24 de febrero de 2012

Shame (2011), Steve McQueen

Brandon es un adicto al sexo. Alguien enfermo que necesita saciar sus pulsiones sexuales a cualquier hora, en cualquier lugar. Lleva a una vida triste y mecanizada en la que únicamente es capaz de combinar, de forma casi tediosa, sexo y trabajo. Su hermana lo visita y se instala en su piso en busca de ayuda, del cariño necesario para huir de la depresión. Pero en lugar de encontrar sosiego el uno en el otro, siguen siendo dos personas que se acercan peligrosamente al abismo.

Una de las virtudes de Shame es que consigue focalizar con pasmosa facilidad un mal sufrido por la sociedad actual. Se centra en una de las facetas más desgarradoras de nuestro mundo consumista, la búsqueda de la satisfacción sin fin, de la consecución continua del deseo. Situación que llevada al límite es capaz de rebasar la propia condición de saciedad, desembocando en una situación de vacío, de existencia insustancial y aislamiento.
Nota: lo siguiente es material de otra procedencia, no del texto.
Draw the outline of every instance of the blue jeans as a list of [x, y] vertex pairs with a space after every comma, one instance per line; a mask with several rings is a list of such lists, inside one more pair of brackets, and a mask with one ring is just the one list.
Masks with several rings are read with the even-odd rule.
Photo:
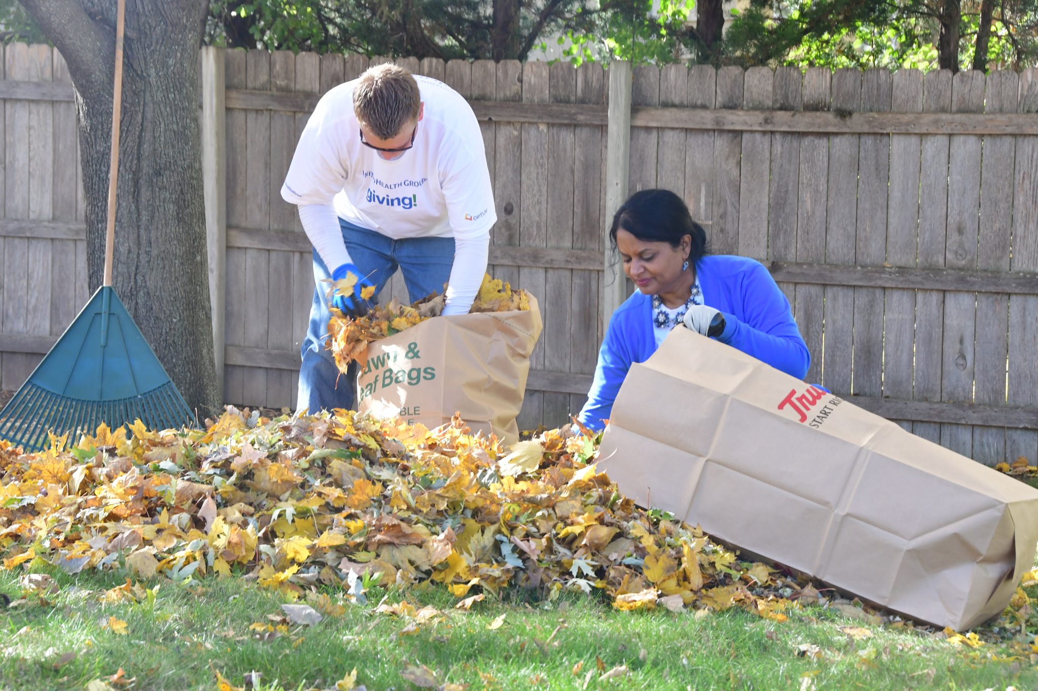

Otra virtud es que se trata de una película de esas que tiene sello, propias del cine de autor. El prometedor cineasta británico Steve McQueen ya consiguió hacerse con la Cámara de Oro de Un Certain Regard en el Festival de Cannes y el BAFTA a la mejor película con su ópera prima, el contundente drama carcelario Hunger (2008). Tres años después, Shame funciona como un auténtico panfleto cinematográfico, como una declaración de intenciones. McQueen revoluciona la puesta en escena, crea un entorno abstracto, un fondo casi neutro en el que se desarrolla una escena donde literalmente se retratan los cuerpos. Como él mismo dice, trata de descubrir el espacio tanteándolo a través de la cámara como si lo atravesara a oscuras. Utilizando el tacto, el olfato, el oído… y es entonces donde aparece el cuerpo, el desnudo y su pulsión. Por lo que no es extraño que obtenga un resultado estético que entraña mucho de la fotografía de Robert Mapplethorpe. Hay escenas del film en las que McQueen concibe el plano como un ente puramente artístico, donde pierde fuerza el fondo, la profundidad del cuadro, en beneficio de unos personajes que se mueven de manera coreográfica. A través de ellos la escena transcurre sin cortes y sin prisas, utilizando más los gestos que las palabras.

Expresada paradójicamente a través de la carencia de exteriores, mediante la soledad del metro y las oficinas situadas en rascacielos, en ocasiones la inmensidad de la ciudad de Nueva York parece absorber a los protagonistas. Se consolidan un asombroso Michael Fassbender (que se ha llevado ya unos cuantos premios por esta interpretación) y una excelente Carey Mulligan. Queda para el recuerdo la preciosa escena en la que Sissy (Mulligan) interpreta una triste versión de “New York, New York” en un local ante Brandon (Fassbender) y su jefe. El espectador puede sentir como a través de la canción hay más comunicación entre los dos protagonistas que mediante las conversaciones que tienen a lo largo de la película.

Fassbender consigue contrariar al espectador. Por un lado lo conmueve, sea por lástima o por sus muchos atractivos. Por otro, llega a ser sumamente desagradable, aunque no de la forma tan extrema como el personaje interpretado por Isabelle Huppert en La pianista (Michael Haneke, 2001). Porque en su condición de ser una especie de galán irresistible, este actor británico te arrastra con él hacia el abismo consiguiendo que llegues a sentir grima.

Permitiendo algún pequeño desliz y algún giro del guión que ya ha llevado a cierta polémica por posibles interpretaciones sexistas (exageradas), Shame es una película muy completa. Cruda, descarnada, controvertida y visualmente abrumadora. De lo mejor que ha llegado a nuestras pantallas en el último año.